Confieso que he pecado de adjetivista. He dicho "sublime" cuando era correcto, "honesto" cuando era apenas decente, "revolucionario" cuando solo era distinto. Durante años, quienes escribimos sobre gastronomía confundimos la cortesía con la inteligencia. Creímos que escribir bonito era resistencia, cuando en realidad fue una manera elegante de callar.
El periodismo gastronómico vive una crisis que no se nota porque se disfraza de tendencia. Publicamos fotos impecables, textos suaves, entrevistas que parecen publirreportajes. Muchos medios se volvieron parte de la maquinaria del ego: la industria de lo cool. Es difícil morder la mano que te invita, te paga el vuelo o te ofrece la cena de seis tiempos. Más difícil aún cuando el crítico y el cortejado comparten mesa.

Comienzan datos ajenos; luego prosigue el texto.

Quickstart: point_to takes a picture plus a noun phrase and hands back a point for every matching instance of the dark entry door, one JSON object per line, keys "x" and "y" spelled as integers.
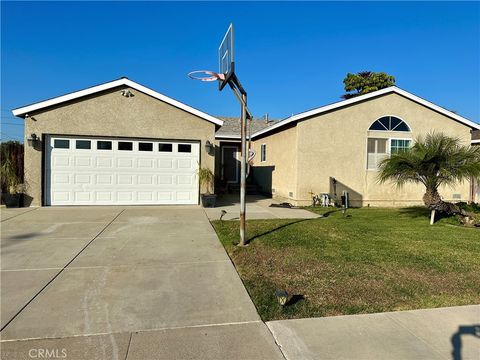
{"x": 230, "y": 164}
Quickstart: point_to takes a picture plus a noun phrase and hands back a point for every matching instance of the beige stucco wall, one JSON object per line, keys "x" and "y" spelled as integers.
{"x": 111, "y": 114}
{"x": 334, "y": 145}
{"x": 278, "y": 174}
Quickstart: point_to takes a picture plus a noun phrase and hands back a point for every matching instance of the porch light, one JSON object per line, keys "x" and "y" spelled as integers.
{"x": 208, "y": 147}
{"x": 33, "y": 140}
{"x": 282, "y": 297}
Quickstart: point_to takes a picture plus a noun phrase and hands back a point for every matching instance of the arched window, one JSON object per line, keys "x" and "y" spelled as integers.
{"x": 389, "y": 123}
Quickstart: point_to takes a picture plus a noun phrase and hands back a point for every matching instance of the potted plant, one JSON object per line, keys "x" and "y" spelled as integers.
{"x": 206, "y": 177}
{"x": 11, "y": 180}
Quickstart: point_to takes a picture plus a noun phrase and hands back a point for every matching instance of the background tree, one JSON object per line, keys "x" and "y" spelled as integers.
{"x": 365, "y": 82}
{"x": 433, "y": 161}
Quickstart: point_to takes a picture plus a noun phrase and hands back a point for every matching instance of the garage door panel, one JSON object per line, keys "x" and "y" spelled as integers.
{"x": 126, "y": 176}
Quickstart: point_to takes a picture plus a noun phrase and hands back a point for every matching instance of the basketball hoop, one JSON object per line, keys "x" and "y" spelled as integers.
{"x": 206, "y": 75}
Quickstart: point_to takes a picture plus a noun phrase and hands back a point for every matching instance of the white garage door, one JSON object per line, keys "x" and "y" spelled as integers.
{"x": 105, "y": 171}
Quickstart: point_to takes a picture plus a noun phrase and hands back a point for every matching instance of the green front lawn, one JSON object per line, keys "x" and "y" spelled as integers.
{"x": 372, "y": 260}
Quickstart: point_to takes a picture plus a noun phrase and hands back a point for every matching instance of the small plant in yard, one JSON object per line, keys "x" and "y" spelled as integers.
{"x": 10, "y": 178}
{"x": 206, "y": 178}
{"x": 433, "y": 161}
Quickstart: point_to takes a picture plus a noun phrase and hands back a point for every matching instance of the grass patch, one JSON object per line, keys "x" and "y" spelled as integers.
{"x": 372, "y": 260}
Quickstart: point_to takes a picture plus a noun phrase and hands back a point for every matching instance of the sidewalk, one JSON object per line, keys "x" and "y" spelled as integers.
{"x": 444, "y": 333}
{"x": 258, "y": 207}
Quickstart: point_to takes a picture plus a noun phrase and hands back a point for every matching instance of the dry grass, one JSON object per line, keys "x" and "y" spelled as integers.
{"x": 373, "y": 261}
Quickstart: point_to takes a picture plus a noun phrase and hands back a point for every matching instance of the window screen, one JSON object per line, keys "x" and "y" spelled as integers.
{"x": 399, "y": 145}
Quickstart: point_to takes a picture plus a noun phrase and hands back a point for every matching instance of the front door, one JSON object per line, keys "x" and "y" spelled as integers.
{"x": 230, "y": 164}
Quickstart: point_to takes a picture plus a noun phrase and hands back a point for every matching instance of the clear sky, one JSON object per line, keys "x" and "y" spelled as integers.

No se trata de nostalgia por una época dorada que no existió. Se trata de preguntarnos qué lugar ocupa la palabra en una escena donde todo parece contenido. La crítica se domesticó: los medios temen perder acceso, los chefs temen ser juzgados, los lectores ya no distinguen una reseña de una campaña. Nadie quiere ser el malo de la película, así que todos escribimos lo mismo: "imperdible", "auténtico", "maravilloso".
Te podría interesar
Yo también lo he hecho. Por miedo, por diplomacia, por costumbre. Porque es más fácil llenar el vacío con adjetivos que con ideas. Pero el periodismo no puede ser una galería de elogios ni una sucesión de hashtags. La crítica —cuando es verdadera— incomoda. Si nadie se ofende, quizá no estamos diciendo nada.

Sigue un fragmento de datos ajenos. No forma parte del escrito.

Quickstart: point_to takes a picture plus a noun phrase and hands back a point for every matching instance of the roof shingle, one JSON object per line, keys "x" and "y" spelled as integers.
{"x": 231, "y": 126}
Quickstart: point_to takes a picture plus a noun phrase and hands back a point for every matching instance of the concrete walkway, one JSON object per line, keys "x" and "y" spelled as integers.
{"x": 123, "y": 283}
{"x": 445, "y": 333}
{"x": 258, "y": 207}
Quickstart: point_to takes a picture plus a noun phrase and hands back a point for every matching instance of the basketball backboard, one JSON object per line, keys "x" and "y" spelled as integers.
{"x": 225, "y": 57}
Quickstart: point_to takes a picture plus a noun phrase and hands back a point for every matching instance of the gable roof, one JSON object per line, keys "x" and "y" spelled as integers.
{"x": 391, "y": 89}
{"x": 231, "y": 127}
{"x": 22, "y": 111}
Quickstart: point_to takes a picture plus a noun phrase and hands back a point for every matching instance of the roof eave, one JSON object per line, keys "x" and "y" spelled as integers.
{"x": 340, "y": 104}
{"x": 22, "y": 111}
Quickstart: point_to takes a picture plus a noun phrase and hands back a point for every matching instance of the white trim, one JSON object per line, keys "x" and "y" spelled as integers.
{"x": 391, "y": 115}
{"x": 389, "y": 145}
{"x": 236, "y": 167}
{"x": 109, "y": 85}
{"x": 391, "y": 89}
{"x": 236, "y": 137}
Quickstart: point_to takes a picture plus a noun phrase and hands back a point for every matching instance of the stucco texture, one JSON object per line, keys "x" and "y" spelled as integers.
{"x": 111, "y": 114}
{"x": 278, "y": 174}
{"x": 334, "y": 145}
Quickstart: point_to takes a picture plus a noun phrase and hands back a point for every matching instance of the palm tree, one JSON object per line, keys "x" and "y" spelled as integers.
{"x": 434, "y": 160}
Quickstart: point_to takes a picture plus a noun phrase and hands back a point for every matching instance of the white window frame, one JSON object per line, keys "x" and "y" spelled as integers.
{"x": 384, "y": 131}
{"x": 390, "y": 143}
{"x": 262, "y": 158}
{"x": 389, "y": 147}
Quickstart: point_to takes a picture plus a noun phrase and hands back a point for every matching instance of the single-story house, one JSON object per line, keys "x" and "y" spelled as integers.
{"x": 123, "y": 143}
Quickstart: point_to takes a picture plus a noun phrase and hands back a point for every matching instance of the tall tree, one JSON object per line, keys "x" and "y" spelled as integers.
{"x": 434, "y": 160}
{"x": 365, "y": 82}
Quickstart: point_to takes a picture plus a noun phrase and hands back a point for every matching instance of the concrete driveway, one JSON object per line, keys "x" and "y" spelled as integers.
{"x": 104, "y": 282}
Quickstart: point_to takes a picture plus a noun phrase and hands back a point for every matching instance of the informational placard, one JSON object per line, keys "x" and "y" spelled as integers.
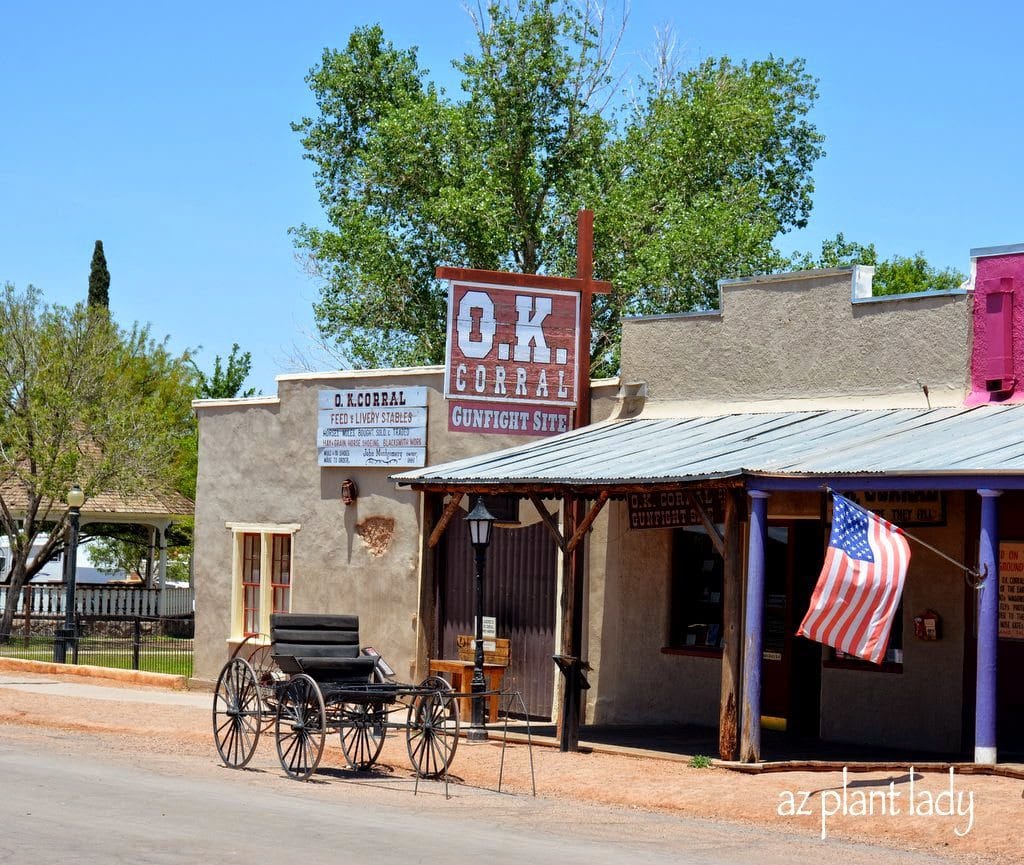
{"x": 903, "y": 508}
{"x": 675, "y": 508}
{"x": 1012, "y": 591}
{"x": 511, "y": 350}
{"x": 370, "y": 427}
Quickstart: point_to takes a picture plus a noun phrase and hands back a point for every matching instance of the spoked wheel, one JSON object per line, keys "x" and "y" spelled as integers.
{"x": 237, "y": 714}
{"x": 432, "y": 729}
{"x": 363, "y": 728}
{"x": 299, "y": 727}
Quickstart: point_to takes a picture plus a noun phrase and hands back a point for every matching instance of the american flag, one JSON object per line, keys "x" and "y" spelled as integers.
{"x": 855, "y": 600}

Ejercer libremente este oficio significa aceptar puertas que se cierran y correos que ya no se contestan. Cocineros que confunden desacuerdo con traición. Pero la libertad, en gastronomía como en la cocina, no se negocia: se practica. Cada texto debería ser un acto de independencia, no de conveniencia.

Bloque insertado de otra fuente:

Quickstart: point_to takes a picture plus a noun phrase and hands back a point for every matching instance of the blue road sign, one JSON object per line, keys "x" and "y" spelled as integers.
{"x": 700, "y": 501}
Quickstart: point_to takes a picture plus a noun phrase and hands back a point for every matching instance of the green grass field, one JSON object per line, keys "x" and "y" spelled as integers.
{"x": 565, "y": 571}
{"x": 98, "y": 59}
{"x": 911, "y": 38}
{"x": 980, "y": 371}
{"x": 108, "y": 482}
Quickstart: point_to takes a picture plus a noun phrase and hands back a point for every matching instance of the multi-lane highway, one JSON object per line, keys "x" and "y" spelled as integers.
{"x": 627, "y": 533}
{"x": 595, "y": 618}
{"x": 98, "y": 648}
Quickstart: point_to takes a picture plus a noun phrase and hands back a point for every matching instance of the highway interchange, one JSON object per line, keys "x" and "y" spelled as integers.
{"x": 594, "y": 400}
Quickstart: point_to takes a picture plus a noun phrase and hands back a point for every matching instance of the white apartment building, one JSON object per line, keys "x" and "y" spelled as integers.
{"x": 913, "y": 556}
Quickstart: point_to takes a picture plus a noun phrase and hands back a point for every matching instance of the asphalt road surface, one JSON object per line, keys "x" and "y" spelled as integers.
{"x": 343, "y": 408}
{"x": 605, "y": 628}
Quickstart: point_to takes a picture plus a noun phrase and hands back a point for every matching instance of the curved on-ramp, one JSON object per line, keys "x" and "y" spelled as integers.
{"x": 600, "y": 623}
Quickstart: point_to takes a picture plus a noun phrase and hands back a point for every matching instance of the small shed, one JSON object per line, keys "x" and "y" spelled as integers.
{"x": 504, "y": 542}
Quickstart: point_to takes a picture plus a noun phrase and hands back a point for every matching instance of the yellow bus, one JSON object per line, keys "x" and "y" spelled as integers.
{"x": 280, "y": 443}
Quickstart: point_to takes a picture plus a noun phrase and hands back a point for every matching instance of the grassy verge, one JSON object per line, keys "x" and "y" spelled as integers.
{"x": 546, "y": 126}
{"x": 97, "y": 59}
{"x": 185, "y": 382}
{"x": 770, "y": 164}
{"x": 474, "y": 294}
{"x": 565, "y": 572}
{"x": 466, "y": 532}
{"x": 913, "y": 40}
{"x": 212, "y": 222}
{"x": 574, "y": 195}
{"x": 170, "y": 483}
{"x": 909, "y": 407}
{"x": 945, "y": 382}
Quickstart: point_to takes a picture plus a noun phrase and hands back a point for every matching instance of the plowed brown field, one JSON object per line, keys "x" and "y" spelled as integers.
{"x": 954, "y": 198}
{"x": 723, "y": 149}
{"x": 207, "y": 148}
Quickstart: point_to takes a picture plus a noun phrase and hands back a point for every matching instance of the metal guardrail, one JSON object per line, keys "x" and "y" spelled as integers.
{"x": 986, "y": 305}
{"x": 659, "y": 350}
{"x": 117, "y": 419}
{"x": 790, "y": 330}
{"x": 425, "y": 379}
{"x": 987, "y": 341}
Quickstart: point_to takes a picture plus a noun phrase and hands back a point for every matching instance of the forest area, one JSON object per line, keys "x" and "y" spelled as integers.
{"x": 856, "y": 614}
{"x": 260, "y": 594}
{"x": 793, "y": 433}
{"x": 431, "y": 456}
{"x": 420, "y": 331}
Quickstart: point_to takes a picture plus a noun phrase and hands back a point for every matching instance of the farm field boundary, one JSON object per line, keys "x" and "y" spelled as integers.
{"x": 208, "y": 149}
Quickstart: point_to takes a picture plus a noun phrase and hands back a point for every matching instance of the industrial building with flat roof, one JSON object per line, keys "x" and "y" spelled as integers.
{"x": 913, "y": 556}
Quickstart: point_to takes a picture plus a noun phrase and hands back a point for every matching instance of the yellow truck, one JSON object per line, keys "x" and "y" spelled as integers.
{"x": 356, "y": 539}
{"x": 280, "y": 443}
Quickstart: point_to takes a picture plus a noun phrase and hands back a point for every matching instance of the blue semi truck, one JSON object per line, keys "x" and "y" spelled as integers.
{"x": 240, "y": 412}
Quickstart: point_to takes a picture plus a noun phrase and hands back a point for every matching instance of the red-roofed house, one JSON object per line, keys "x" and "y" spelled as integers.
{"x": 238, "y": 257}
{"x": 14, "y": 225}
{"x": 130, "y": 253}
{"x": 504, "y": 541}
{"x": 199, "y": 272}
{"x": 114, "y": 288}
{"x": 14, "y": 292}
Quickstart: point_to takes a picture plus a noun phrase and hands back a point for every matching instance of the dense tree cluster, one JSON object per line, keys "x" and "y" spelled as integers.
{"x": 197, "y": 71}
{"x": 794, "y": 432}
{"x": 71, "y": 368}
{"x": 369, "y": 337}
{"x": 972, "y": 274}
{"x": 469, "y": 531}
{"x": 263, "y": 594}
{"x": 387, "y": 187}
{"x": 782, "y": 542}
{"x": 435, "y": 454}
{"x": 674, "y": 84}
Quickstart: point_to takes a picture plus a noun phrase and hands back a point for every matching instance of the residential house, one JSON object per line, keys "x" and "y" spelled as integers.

La crítica no destruye, ordena. No busca tumbar, busca entender. En un país donde el periodismo gastronómico se volvió eco del poder culinario, escribir con rigor es casi un gesto subversivo.
Confieso que he pecado de adjetivista. Pero también creo en la posibilidad del arrepentimiento. Y en que, quizá, el futuro de la gastronomía mexicana no dependa solo de sus chefs, sino de quienes todavía nos atrevemos a escribir lo que realmente probamos.